The final section was opened by Johnny Sorrow, performing as his character act, Trevor Never. Never is a Northern OAP who is animated to the nth degree about a particularly parochial concern – the lack of provision for indoor crown green bowling in his locale. The set concerns Never’s travails with the local council and it ambles along very pleasantly. A few more big jokes wouldn’t go amiss, but this is a nicely enjoyable show and the audience bought into it. The writing and phrasing to this set are top notch, with Never being a very real character. However, this is where I struggle. I’m from the North and I grew up knowing quite a few old codgers who had topics that you couldn’t mention without setting them off on a long rant (mostly pit closures and the NUM/UDM split) and this set felt too close to my childhood for me to enjoy as much as everyone else. This was a shame, as it’s a technically excellent set with great characterisation and it’s obvious that Sorrow has a lot of ability.
Matt Richards gave the most sexually explicit performance of the night, mining Star Wars for quotes that can sound as if they belong in a XXX film once they’ve been given a different context. This was quite a clever concept and using such a popular series of films made the references instantly recognisable. This was funny and the room liked it a lot, but Star Wars is a trope that has been used in probably every way possible by comedians and this took the shine off of a set that I really should have enjoyed more than what I did.

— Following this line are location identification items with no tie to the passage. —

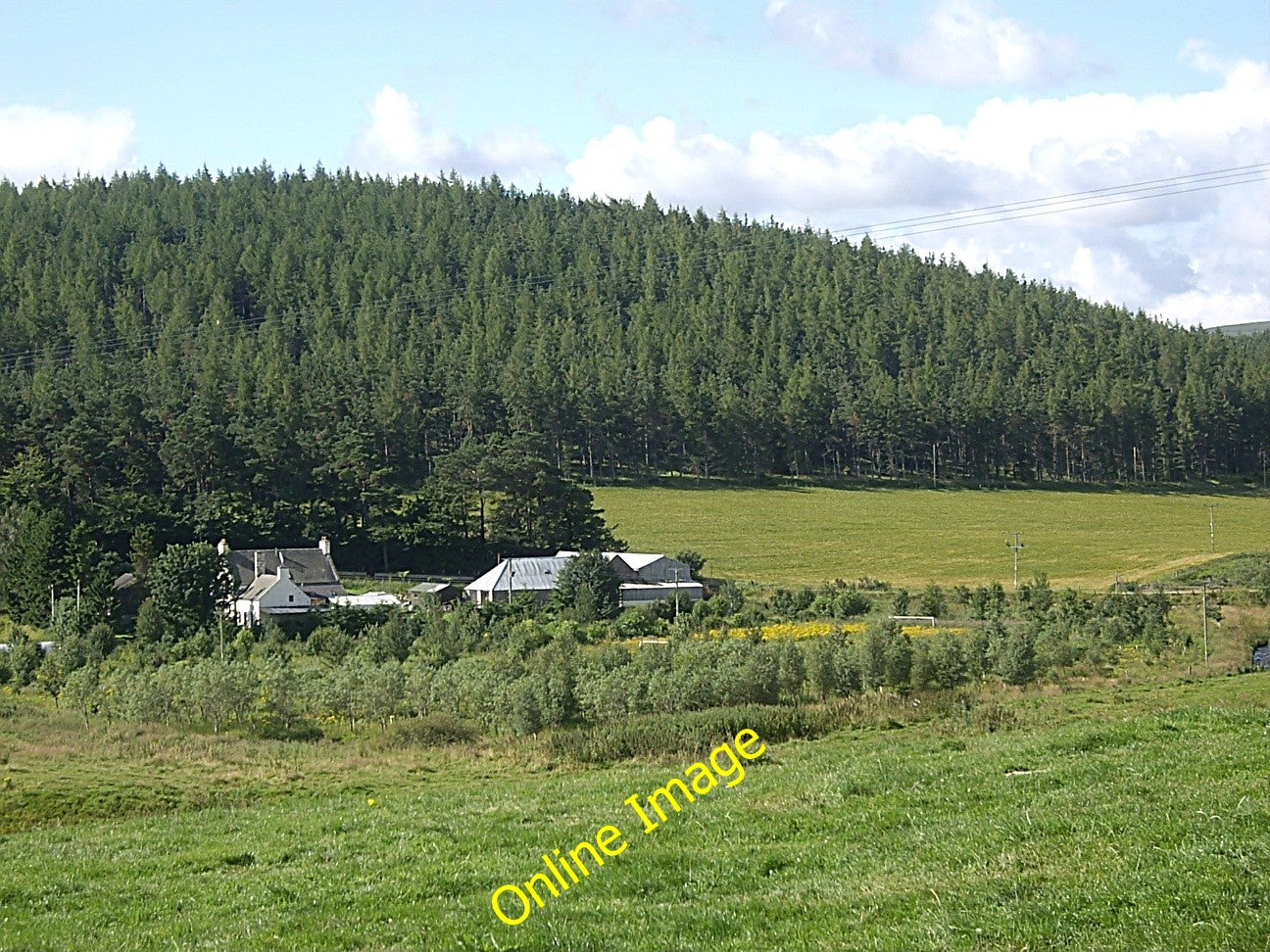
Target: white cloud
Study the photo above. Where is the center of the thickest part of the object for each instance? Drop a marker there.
(961, 43)
(1197, 257)
(38, 142)
(400, 142)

Colin Harris gave a low energy performance that might have been better suited earlier in the evening. A lot of his set concerned the film Independence Day and various problems with that film. Harris suffered from three things, the lack of energy in the room, the high ratio of exposition to jokes in his set and the fact that a lot of his jokes were largely things that someone’s dad would have said about the film 20 years ago. I think that Harris has a far better set in him than this.
The dapper dressed Billy McGuire closed the night. He had read the room well and went in with more energy than I was expecting and lifted the atmosphere. He did well to remember that the pub was in Oakengate, rather than Telford, a fact that the audience appreciated. His material on JFK built up a nice head of steam and he was rewarded with one of the nights’ applause breaks. His poem was short and to the point and although I wasn’t too sure about his local weather material, he got a good laugh for it. This was an enjoyable performance that seemed to tick a lot of boxes.